What is going on here?

If I uncomment this line: // neighbor->build_one(list);
then the error becomes:

Do you what is going on here/how to fix this??

This appears to be very incomplete.

Just standard C++ stuff, you are using a variable (list) that has not been properly declared.
And you are using a class (Domain) where you only have a forward declaration since you apparently didn’t add the corresponding include file.

This is also a standard C++ thing, where you are using a member function of a class where you have only a forward declaration and are missing the include file declaring the class.
Also uncommenting the build_one() call is incorrect. You would need to request a perpetual, full neighbor list elsewhere in the class implementation and then the neighbor list code would figure out the most effective way to provide it while it generates also the neighbor list for the pair style.

Overall, there is a lot missing that can only be guessed.

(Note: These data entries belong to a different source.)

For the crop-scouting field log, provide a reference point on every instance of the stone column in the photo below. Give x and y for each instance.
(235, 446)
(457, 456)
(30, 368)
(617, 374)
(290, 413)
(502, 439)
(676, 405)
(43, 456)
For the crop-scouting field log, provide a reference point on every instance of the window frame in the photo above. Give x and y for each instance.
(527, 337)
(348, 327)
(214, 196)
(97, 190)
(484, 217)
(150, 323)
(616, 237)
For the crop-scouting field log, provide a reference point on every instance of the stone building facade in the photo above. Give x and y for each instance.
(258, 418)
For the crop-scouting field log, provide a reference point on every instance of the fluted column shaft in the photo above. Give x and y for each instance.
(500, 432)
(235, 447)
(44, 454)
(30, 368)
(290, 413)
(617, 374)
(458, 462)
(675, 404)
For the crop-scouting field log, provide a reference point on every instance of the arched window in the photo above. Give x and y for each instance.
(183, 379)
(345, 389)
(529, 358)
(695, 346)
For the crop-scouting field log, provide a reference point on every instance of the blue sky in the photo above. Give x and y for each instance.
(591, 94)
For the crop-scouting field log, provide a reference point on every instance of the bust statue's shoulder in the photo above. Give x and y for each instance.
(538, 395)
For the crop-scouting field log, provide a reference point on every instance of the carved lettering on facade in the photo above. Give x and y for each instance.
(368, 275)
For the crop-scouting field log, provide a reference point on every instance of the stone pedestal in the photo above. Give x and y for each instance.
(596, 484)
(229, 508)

As a minimum, there needs to be a “list” pointer declared in the class header file as a (protected) class member. You need to add a neighbor list request and the fix needs to have a `list_init()` function so that the (perpetual) neighbor list will be assigned to the “list” pointer after the neighbor list code has built it.

There are likely more things missing, but that is very difficult to say from remote and without having the full set of modified files (BTW: is is a very bad idea to modify such a class without changing the class name and fix style name as these kinds of changes will break the original command for all normal uses).

On top of this, you have to keep in mind that LAMMPS’ internal interfaces are continually changing due to an ongoing refactoring process (for over two years already, LAMMPS is a large software package) where internal interfaces can change and thus code written for an older version of LAMMPS may not compile anymore. I cannot say whether this applies in this case since there is too little code visible.